Таковы были единственные слова, которые актеру Мамаеву приходилось произносить в новой пьесе. После этой реплики раздавался выстрел, и Мамаев падал. В пьесе, вообще, было много выстрелов и всякой пальбы на сцене и за кулисами. Сначала немцы стреляли в жителей, потом русские в немцев, от времени до времени прибегали те и другие и просто так стреляли, вроде как в публику. В зрительном зале пахло порохом и с дамами делалось дурно, потому что на сцене раз пять обижали женщин, которые очень естественно и пронзительно кричали.

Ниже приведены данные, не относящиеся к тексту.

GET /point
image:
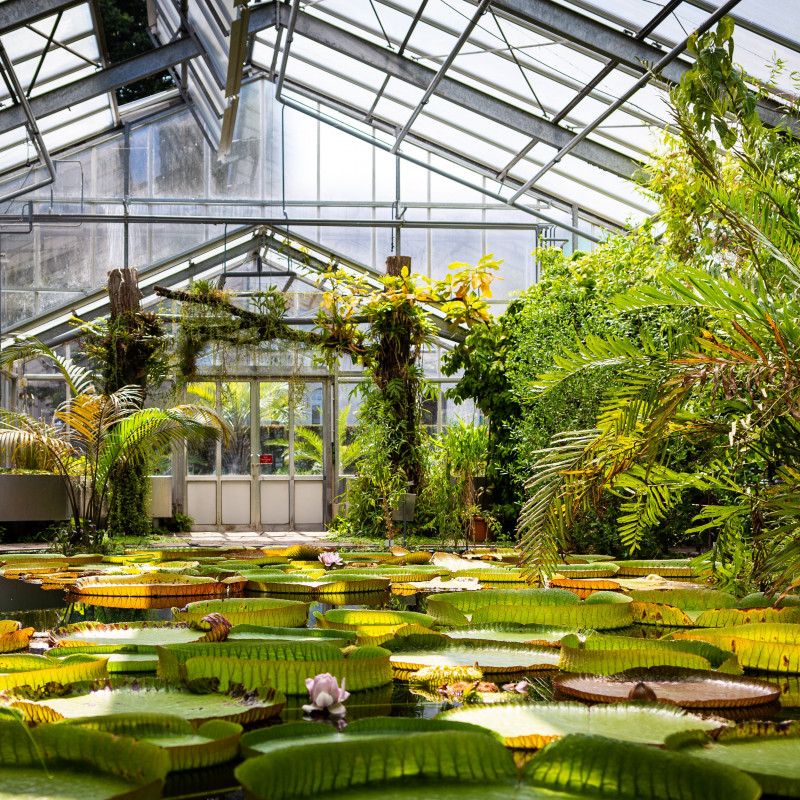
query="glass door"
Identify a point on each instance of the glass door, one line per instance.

Пьеса шла уже четвертый раз, предполагалось, что может пройти и десять, небывалое явление для нашего города. Особенно, радовались этому музыканты, потому что им и, по пьесе, нужно было играть раз пять марши и, по требованию публики, исполнять, не считая русского, гимны: французский, бельгийский, английский, японский, сербский и черногорский. Публика кое как знала еще Марсельезу, остальные же путала, и можно было бы играть одно и то же пять раз. Значит, Мамаеву еще раз шесть придется заклинать дылду Крочкова, исполнявшего роль прусского лейтенанта, и, после слова «дочь», валиться ничком, головой к суфлерской будке. Настоящее имя актера Мамаева – было Фома Ильич Душкин. Вероятно, не будь он провинциальным «третьим нейрастеником», он мог бы казаться чистеньким и приятным стариком, но когда и лето и зиму, круглый год на сцене впроголодь и впроголодь, какая уж тут чистота и опрятность? Костюмов особенных по его ролям ему не надобно было, так что даже обстоятельства его не принуждали заботиться о своем гардеробе.

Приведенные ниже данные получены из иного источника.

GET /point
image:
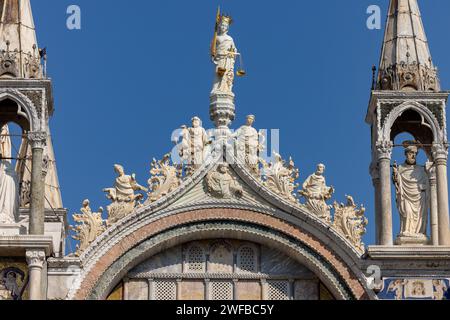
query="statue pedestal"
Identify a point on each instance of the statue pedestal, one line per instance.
(420, 240)
(9, 230)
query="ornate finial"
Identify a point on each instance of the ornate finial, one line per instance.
(374, 70)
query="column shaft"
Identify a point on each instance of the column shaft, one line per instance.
(386, 238)
(434, 212)
(37, 206)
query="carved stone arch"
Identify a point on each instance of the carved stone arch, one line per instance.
(220, 261)
(26, 109)
(243, 261)
(420, 109)
(116, 261)
(195, 257)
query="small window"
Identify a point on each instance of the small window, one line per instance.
(246, 259)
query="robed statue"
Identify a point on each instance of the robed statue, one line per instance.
(224, 54)
(413, 197)
(9, 184)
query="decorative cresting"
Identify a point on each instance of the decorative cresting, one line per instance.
(350, 221)
(224, 55)
(280, 177)
(90, 225)
(26, 108)
(20, 56)
(165, 178)
(221, 184)
(123, 196)
(406, 63)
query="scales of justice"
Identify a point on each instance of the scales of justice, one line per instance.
(224, 55)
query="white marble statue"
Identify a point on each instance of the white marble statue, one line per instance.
(316, 193)
(248, 145)
(224, 55)
(9, 183)
(413, 196)
(194, 142)
(122, 195)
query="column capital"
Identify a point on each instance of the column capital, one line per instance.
(384, 150)
(37, 139)
(374, 171)
(440, 153)
(35, 258)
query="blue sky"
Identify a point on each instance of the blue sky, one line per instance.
(137, 70)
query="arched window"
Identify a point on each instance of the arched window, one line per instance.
(195, 257)
(247, 260)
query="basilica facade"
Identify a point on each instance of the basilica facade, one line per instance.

Часто даже бывал не брит: еще жалостнее и глубже выходило. Но публика мало обращала на него внимания.
Совсем не то, конечно, он себе готовил лет сорок тому назад, когда из реального училища уехал за проезжей труппой. Конечно, он отправился скорее за маленькой актрисой, которая улыбнулась ему однажды в уборной, где стояли и ждали этой улыбки, офицер, член суда и исправник. Она прямо подошла к Фоме, пожала ему обе руки и сказала:
«Вот молодец, Душкин, что пришли!».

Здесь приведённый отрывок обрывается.